Learning Agents fails

kexul22 · September 3, 2023, 3:03pm

Hi, I’m using the Learning Agents plugin and try to build a simple task for my agent: Trace a target in the map. However, the training process randomly failed with the following information:

LogLearning: Display: Training Process: Creating Replay Buffer...
LogLearning: Display: Training Process: Creating Networks...
LogLearning: Display: Training Process: Sending Policy...
LogLearning: Display: Training Process: Creating Optimizer...
LogLearning: Display: Training Process: Creating PPO Policy...
LogLearning: Display: Training Process: Opening TensorBoard...
LogLearning: Display: Training Process: Begin Training...
LogLearning: Display: Training Process: Profile| Pull Experience           157571ms
LogLearning: Display: Training Process: Traceback (most recent call last):
LogLearning: Display: Training Process:   File "D:\softwares\unreal\UE_5.3\Engine\Plugins\Experimental\LearningAgents\Content\Python\train_ppo.py", line 361, in <module>
LogLearning: Display: Training Process:     train_ppo(config, trainer)
LogLearning: Display: Training Process:   File "D:\softwares\unreal\UE_5.3\Engine\Plugins\Experimental\LearningAgents\Content\Python\train_ppo.py", line 199, in train_ppo
LogLearning: Display: Training Process:     assert response == UE_RESPONSE_SUCCESS
LogLearning: Display: Training Process: AssertionError
LogLearning: Warning: Training Process finished with warnings or errors
LogLearning: Display: BP_MLManager_C_UAID_482AE33EAAE729A501_1524821621: Resetting Agents [0].
LogLearning: Error: NewLearningAgentsTrainer: Error waiting for policy from trainer. Check log for errors.
LogLearning: Display: NewLearningAgentsTrainer: Stopping training...
LogLearning: Display: NewLearningAgentsTrainer: Sending / Receiving initial policy...

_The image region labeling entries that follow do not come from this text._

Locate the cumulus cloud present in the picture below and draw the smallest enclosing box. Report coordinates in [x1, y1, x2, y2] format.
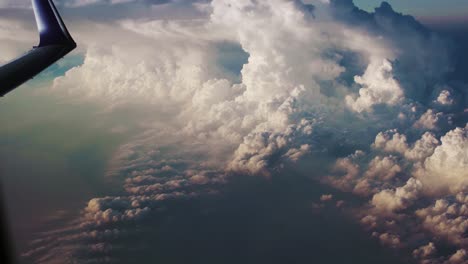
[346, 59, 403, 113]
[5, 0, 468, 263]
[415, 125, 468, 195]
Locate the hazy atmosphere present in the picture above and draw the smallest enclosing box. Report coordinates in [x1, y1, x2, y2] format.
[0, 0, 468, 264]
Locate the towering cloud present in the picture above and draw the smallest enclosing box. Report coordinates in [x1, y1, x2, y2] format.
[0, 0, 468, 263]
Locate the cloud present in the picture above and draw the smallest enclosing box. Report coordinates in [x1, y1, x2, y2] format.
[6, 0, 468, 261]
[346, 60, 403, 113]
[415, 126, 468, 194]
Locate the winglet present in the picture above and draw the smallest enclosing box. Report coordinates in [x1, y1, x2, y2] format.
[32, 0, 76, 47]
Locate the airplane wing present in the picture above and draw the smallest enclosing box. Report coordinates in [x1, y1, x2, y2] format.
[0, 0, 76, 97]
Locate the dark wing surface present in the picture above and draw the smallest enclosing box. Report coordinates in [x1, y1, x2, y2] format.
[0, 0, 76, 97]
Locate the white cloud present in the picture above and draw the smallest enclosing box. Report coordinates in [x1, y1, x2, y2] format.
[7, 0, 468, 258]
[346, 59, 404, 113]
[437, 90, 454, 105]
[415, 125, 468, 195]
[414, 109, 443, 130]
[372, 178, 422, 214]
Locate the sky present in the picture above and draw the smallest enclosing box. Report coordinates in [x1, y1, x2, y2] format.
[0, 0, 468, 264]
[354, 0, 468, 17]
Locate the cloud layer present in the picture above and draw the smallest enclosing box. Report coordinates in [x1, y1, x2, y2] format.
[1, 0, 468, 263]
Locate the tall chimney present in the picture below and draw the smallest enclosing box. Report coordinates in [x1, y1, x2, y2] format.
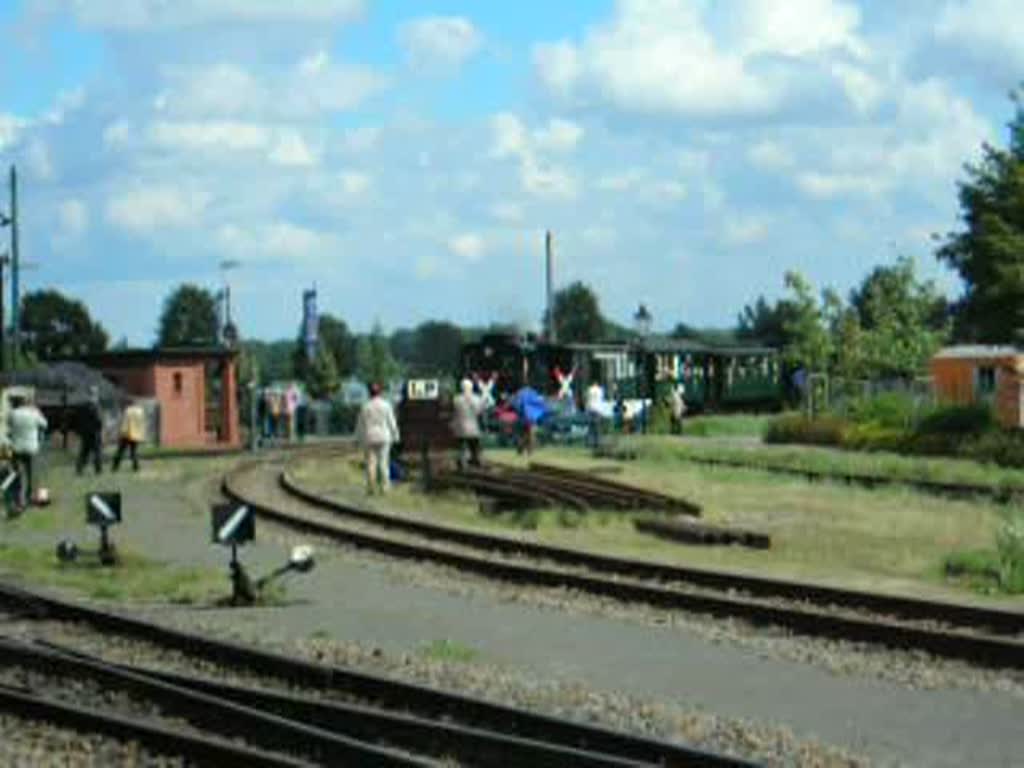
[544, 229, 558, 344]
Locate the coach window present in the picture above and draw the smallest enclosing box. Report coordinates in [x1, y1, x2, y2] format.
[976, 366, 995, 397]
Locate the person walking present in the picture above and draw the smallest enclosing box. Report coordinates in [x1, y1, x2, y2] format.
[452, 379, 483, 469]
[7, 397, 48, 512]
[111, 400, 145, 472]
[75, 387, 103, 475]
[355, 383, 399, 494]
[585, 379, 604, 450]
[669, 382, 686, 434]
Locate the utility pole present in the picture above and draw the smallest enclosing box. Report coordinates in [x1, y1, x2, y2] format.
[0, 252, 10, 371]
[544, 229, 558, 344]
[9, 165, 22, 371]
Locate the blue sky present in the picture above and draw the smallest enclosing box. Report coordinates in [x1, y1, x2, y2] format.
[0, 0, 1024, 344]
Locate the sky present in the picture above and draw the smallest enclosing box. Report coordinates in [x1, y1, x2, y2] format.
[0, 0, 1024, 345]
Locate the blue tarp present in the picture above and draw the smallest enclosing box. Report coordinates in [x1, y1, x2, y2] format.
[515, 387, 550, 424]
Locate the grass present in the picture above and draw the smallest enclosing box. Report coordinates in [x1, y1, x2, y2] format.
[420, 638, 480, 664]
[0, 543, 224, 604]
[295, 438, 1024, 599]
[0, 452, 238, 604]
[634, 437, 1024, 488]
[683, 414, 773, 437]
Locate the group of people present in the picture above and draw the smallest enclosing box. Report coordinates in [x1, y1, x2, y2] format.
[257, 383, 302, 439]
[355, 379, 489, 495]
[7, 387, 145, 513]
[355, 379, 686, 494]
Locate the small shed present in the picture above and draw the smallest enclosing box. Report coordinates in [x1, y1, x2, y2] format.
[74, 347, 242, 447]
[931, 344, 1024, 428]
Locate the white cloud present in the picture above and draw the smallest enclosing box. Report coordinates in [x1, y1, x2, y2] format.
[338, 171, 372, 198]
[57, 198, 89, 241]
[535, 0, 781, 116]
[0, 113, 26, 152]
[106, 184, 207, 234]
[52, 0, 364, 30]
[730, 0, 866, 57]
[490, 112, 529, 158]
[596, 168, 646, 191]
[156, 59, 388, 120]
[398, 16, 483, 69]
[797, 171, 892, 200]
[488, 202, 523, 224]
[447, 232, 486, 262]
[26, 138, 56, 181]
[534, 118, 584, 152]
[519, 157, 580, 200]
[267, 130, 317, 168]
[299, 50, 331, 76]
[746, 139, 796, 171]
[934, 0, 1024, 77]
[216, 220, 331, 262]
[148, 120, 271, 151]
[341, 126, 381, 155]
[722, 215, 771, 246]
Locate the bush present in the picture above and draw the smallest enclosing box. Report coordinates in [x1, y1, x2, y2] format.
[959, 430, 1024, 467]
[764, 414, 849, 445]
[843, 422, 907, 453]
[914, 403, 996, 437]
[995, 507, 1024, 594]
[847, 392, 919, 430]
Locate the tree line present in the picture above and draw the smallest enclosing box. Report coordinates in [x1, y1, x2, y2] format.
[14, 91, 1024, 396]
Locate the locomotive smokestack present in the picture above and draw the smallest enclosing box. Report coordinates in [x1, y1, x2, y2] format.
[544, 229, 558, 344]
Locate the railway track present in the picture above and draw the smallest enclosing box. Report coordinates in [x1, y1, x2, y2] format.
[432, 464, 700, 517]
[224, 466, 1024, 669]
[0, 584, 751, 768]
[677, 454, 1024, 504]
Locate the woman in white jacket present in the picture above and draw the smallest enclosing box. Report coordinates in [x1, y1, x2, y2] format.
[355, 384, 398, 494]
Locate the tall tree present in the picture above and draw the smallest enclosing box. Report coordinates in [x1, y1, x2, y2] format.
[554, 282, 604, 344]
[305, 339, 341, 399]
[783, 272, 833, 372]
[411, 321, 463, 375]
[736, 296, 796, 348]
[850, 257, 950, 378]
[22, 291, 110, 360]
[937, 91, 1024, 342]
[356, 323, 399, 384]
[158, 283, 219, 347]
[292, 312, 355, 386]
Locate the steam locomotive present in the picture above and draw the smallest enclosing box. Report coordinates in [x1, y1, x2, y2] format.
[461, 334, 786, 412]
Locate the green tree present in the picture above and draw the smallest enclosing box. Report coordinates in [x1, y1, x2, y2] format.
[158, 283, 219, 347]
[292, 313, 355, 386]
[22, 290, 110, 360]
[554, 282, 605, 344]
[410, 321, 463, 375]
[356, 323, 399, 384]
[782, 271, 833, 372]
[305, 339, 340, 399]
[850, 257, 950, 378]
[937, 91, 1024, 342]
[736, 296, 796, 349]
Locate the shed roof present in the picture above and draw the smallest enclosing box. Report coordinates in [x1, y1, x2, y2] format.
[74, 347, 238, 366]
[935, 344, 1024, 360]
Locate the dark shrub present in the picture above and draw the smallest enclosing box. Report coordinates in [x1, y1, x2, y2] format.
[764, 414, 848, 445]
[915, 403, 995, 437]
[847, 392, 919, 429]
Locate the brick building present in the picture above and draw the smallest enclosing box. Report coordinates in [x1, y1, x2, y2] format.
[932, 345, 1024, 428]
[80, 347, 241, 447]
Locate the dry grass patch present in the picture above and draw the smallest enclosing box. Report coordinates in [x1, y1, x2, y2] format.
[284, 449, 1019, 600]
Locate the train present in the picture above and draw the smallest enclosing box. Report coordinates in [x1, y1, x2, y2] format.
[460, 334, 788, 413]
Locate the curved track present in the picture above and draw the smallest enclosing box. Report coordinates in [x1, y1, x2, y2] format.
[224, 454, 1024, 669]
[0, 583, 750, 768]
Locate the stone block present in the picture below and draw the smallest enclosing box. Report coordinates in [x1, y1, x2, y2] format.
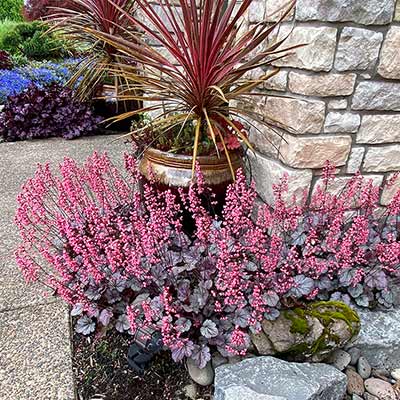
[324, 112, 361, 133]
[357, 115, 400, 144]
[280, 135, 352, 168]
[289, 72, 357, 97]
[381, 173, 400, 206]
[248, 152, 312, 205]
[274, 26, 337, 72]
[346, 147, 365, 174]
[296, 0, 394, 25]
[363, 144, 400, 172]
[328, 99, 347, 110]
[351, 81, 400, 111]
[378, 26, 400, 79]
[335, 27, 383, 71]
[263, 97, 325, 134]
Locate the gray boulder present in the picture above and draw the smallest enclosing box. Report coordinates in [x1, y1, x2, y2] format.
[214, 357, 347, 400]
[251, 301, 360, 362]
[354, 309, 400, 370]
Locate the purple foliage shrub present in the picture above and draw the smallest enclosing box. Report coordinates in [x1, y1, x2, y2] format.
[16, 153, 400, 367]
[0, 83, 100, 141]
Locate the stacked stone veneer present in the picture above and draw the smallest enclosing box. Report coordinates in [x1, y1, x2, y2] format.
[244, 0, 400, 204]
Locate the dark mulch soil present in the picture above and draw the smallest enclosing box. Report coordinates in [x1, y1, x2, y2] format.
[73, 333, 211, 400]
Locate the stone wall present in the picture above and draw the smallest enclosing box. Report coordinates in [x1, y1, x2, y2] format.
[248, 0, 400, 204]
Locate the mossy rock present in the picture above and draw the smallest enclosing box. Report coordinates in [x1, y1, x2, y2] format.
[252, 301, 360, 361]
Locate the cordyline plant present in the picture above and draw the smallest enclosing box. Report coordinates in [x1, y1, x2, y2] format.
[16, 154, 400, 367]
[86, 0, 299, 173]
[46, 0, 137, 100]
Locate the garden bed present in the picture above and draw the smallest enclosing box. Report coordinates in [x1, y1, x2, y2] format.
[73, 332, 212, 400]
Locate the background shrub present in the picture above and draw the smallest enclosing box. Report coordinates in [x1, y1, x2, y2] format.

Any help? Much appreciated!

Deathcalibur · September 5, 2023, 1:25pm

Hello,

Sorry to see that you’re running into a problem. It looks like the python process is having an issue receiving the training data from the UE process.

LogLearning: Display: Training Process: Profile| Pull Experience 157571ms

This time is how long the python process was waiting to receive experience from UE. This includes the time for the game to run and gather experience. Given this is two minutes, this is a really long time which is a little suspicious.

I’m guessing you are running into a timeout:
Can you add a print(response) to line 195 in “D:\softwares\unreal\UE_5.3\Engine\Plugins\Experimental\LearningAgents\Content\Python\train_ppo.py” so we can figure out if it’s a timeout or some other unexpected error?

Here is my initial advice:

Increase data gathering speed by using multiple agents, e.g. duplicate the game world
Consider decreasing the max step num. The default is 300, which is about 5 seconds in a 60 fps game where the trainer is ticking every frame.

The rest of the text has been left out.